Growing up in a family rooted five generations deep in photographic history I developed an appreciation for photography at an early age. Film photography was present throughout my life hanging on walls and stacked between pages on our coffee tables. My grandfather and great-grandfather taught me to appreciate the art of making a photograph with a 4x5 camera through their published book of William Faulkner's portraits.
This history, fiction, literature and photography continue to surround my own artistic practice. Studying photographers such as William Christenberry, Sally Mann and growing up down the street from Eggleston served to reinforce my romanticized view of the American South. Place, myth, folklore and romance surround my work. They are qualities derived as a product of my upbringing in the South, and serve to further my own understanding of home.

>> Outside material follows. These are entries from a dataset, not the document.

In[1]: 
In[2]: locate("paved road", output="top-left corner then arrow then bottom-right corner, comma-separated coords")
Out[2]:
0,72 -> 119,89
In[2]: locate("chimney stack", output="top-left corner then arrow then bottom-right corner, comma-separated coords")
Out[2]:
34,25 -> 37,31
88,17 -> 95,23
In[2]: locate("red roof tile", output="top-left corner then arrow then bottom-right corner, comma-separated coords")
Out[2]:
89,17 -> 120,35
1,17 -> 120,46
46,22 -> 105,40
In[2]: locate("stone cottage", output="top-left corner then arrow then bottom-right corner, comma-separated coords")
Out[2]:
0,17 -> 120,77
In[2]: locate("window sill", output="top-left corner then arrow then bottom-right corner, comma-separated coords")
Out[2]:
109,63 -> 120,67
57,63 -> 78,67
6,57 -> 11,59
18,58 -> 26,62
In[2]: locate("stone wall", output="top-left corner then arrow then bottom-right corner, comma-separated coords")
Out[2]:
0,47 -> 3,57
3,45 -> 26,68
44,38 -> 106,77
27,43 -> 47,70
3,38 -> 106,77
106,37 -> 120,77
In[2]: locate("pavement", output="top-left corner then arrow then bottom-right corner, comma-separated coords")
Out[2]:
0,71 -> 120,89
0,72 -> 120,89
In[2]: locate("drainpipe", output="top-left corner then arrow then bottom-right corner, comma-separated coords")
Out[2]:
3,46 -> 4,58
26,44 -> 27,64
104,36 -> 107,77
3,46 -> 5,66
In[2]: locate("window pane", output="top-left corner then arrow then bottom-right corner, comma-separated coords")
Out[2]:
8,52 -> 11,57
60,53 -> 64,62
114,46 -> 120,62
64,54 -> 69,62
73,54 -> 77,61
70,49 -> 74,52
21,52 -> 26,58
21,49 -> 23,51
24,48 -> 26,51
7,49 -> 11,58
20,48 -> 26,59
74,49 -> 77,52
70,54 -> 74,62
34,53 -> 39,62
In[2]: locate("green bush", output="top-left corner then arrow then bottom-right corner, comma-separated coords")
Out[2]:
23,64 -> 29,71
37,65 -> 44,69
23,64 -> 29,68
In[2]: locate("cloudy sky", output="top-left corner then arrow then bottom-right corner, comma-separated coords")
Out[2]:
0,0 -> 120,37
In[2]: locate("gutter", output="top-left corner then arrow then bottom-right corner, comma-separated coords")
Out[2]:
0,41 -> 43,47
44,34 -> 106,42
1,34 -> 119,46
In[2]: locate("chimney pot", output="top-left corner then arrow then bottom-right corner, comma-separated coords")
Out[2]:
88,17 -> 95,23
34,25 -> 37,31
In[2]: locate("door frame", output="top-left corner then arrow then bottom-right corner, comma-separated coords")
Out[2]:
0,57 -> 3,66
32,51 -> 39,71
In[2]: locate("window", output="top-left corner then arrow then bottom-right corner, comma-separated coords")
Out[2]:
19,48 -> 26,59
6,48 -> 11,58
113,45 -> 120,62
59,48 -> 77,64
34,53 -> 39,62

As I have embraced these characteristics I continue to use them as modes to process my own work. Using the myth as a lens to see landscapes I encounter my work attempts to cultivate the history that is psychologically embedded in a particular landscape while adding my own layer of fiction to a place. The act of merging fact and fiction helps to identify the interplay between these two constructs. In doing so, my work helps to familiarize me with the culture I am working within by creating an understanding of how actual and imagined histories shape a landscape and its inhabitants.

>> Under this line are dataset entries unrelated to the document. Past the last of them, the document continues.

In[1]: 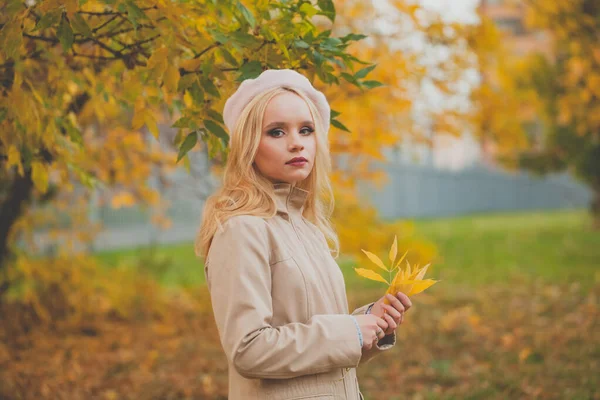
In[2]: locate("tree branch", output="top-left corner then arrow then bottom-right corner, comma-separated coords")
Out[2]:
193,43 -> 220,59
78,6 -> 158,16
92,14 -> 120,33
72,51 -> 119,61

To a certain degree I envision myself as an author using the settings around me to construct a historical fiction. Pulling from history my work seeks to evoke certain occurrences and myths to create a new layer of fiction that is pertinent to the region in which I am working. Employing traditional techniques of documentation through the use of photographs, video, text and artifacts my work seeks to construct a new narrative that is an extension of both history and myth.